Allí el silencio es más denso que en el resto de la ciudad, solo interrumpido en ocasiones por las brisas que agitan los árboles en una sinfonía de tranquilidad.

Los sonidos, o la ausencia del mismo, dicen mucho de un lugar, son casi como la representación del alma de lo que allí ocurre o del sentimiento capaz de provocar en los demás.

El Cementerio de Colón no es un lugar agradable de visitar para muchos, allí la muerte toma una perspectiva diferente y se hace más real y palpable. Pero el ser humano, en su esfuerzo impostergable por entender todo lo que lo sobredimensiona, ha hecho de este lugar de descanso eterno una verdadera obra de la arquitectura y el arte.

La primera piedra de este campo santo se colocó el 30 de octubre de 1871 y no es hasta 1886 que se inaugura.

Por sus múltiples y majestuosos panteones, esculturas y edificaciones constituye la más amplia muestra de arte funerario en el país y la tercera en el mundo, solo superado por el Staglieno en Génova, Italia y el Montjuic en Barcelona, España.

Desde un panteón con forma piramidal hasta otra sepultura decorada con una ficha de dominó, el campo santo se nutre desde hace décadas de las más diversas curiosidades, mitos y folclore que la propia ciudadanía y la historia va entramando.

Uno de los sepulcros más visitados por el pueblo cubano es La Milagrosa. Este punto del cementerio se erige como muestra fehaciente de la mezcla de supersticiones y fe que tanto caracterizan a la cultura cubana.

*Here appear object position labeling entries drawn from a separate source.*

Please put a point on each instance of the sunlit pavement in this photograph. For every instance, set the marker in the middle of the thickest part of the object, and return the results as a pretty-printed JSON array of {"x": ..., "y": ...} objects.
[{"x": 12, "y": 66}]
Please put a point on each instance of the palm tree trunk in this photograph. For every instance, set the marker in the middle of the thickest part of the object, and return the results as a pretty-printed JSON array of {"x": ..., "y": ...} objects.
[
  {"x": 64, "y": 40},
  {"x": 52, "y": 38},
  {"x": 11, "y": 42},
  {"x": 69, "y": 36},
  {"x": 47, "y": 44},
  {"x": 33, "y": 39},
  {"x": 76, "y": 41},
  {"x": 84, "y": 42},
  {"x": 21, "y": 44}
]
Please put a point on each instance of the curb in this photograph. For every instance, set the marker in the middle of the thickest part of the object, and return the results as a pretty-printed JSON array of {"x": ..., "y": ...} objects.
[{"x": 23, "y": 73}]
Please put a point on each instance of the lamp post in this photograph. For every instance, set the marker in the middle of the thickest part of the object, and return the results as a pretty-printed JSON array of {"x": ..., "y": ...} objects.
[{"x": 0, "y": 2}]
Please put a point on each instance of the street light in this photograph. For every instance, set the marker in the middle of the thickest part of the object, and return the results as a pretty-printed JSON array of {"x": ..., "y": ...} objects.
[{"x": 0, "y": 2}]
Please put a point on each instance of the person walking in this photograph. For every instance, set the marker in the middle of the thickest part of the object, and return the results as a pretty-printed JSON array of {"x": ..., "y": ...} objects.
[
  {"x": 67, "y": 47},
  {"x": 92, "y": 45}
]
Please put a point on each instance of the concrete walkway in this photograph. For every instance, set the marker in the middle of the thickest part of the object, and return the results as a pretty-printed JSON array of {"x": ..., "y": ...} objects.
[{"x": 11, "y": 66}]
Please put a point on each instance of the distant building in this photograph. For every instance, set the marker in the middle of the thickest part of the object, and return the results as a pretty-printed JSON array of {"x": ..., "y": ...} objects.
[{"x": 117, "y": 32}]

Cuenta la leyenda que Amelia Goyri murió durante el parto con su bebé y años más tarde, al abrir la tumba, fue encontrada fundida en un abrazo inmortal con su recién nacido.

Desde entonces miles de personas de toda Cuba van en busca de su ayuda con las más diversas peticiones, deseos y promesas, para que Amelia obre el milagro.

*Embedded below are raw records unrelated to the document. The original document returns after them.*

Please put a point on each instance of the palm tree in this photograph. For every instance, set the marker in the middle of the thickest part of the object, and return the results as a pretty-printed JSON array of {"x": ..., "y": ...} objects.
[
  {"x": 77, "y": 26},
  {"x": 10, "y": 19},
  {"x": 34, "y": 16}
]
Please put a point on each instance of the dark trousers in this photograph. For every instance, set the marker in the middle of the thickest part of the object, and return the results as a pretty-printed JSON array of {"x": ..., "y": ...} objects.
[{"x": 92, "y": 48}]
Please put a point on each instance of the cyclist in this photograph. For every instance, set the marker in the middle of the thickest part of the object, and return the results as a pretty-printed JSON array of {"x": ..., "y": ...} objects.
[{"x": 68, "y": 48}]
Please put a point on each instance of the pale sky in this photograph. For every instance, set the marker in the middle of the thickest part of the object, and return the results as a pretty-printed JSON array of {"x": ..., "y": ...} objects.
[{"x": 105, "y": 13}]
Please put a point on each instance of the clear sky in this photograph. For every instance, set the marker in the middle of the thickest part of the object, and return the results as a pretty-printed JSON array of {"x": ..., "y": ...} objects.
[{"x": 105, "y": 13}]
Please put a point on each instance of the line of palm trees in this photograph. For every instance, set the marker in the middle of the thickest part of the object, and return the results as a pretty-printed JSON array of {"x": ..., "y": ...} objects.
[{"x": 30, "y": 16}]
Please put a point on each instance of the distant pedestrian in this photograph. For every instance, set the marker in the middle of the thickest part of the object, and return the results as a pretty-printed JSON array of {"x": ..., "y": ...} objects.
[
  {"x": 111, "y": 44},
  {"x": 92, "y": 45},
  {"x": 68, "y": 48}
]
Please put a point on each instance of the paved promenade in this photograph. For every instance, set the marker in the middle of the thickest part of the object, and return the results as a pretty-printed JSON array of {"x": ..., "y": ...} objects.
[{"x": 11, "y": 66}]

Y así, en una incesante cadena de esperanza, los fieles acuden a su Milagrosa con todo tipo de ofrendas y agradecimientos, los cuales descansan sobre la sepultura que tanta ilusión ha inspirado.

Otras tantas historias de amor, lealtad y sacrificio deben ser contadas si del Cementerio de Colón se trata. Como el impetuoso Monumento a los Bomberos, que se alza como el panteón más elevado de todo el campo santo, en honor a quienes el 17 de mayo de 1890 perecieron en el siniestro de la ferretería Isasi, en La Habana.

O la de Jeannette Ryder, quien fundó a principios del siglo XX la Sociedad Protectora de Niños, Animales y Plantas, también conocida como Bando de Piedad. Luego de su fallecimiento su perra la visitaba todos los días y se quedaba dormida a los pies de su tumba, hasta que por ley de la vida también murió.

Esta mujer, quien dedicó toda su vida a acabar con las injusticias de este mundo y proteger a la naturaleza, descansa junto a su incansable Rinti.

En sus más 56 hectáreas de extensión, el Cementerio de Colón se instituye con más de 56 000 mausoleos, capillas, panteones, galerías u osarios, en los que reposan unas de 2 millones de personas.

El silencio espeso es quebrado por el choque de las hojas en los árboles, el canto de los pajaritos que ignoran la tristeza del lugar habitado, el llanto desgarrador de quien acaba de perder a alguien o por fragmentos de las conversaciones más sinceras que puedan existir.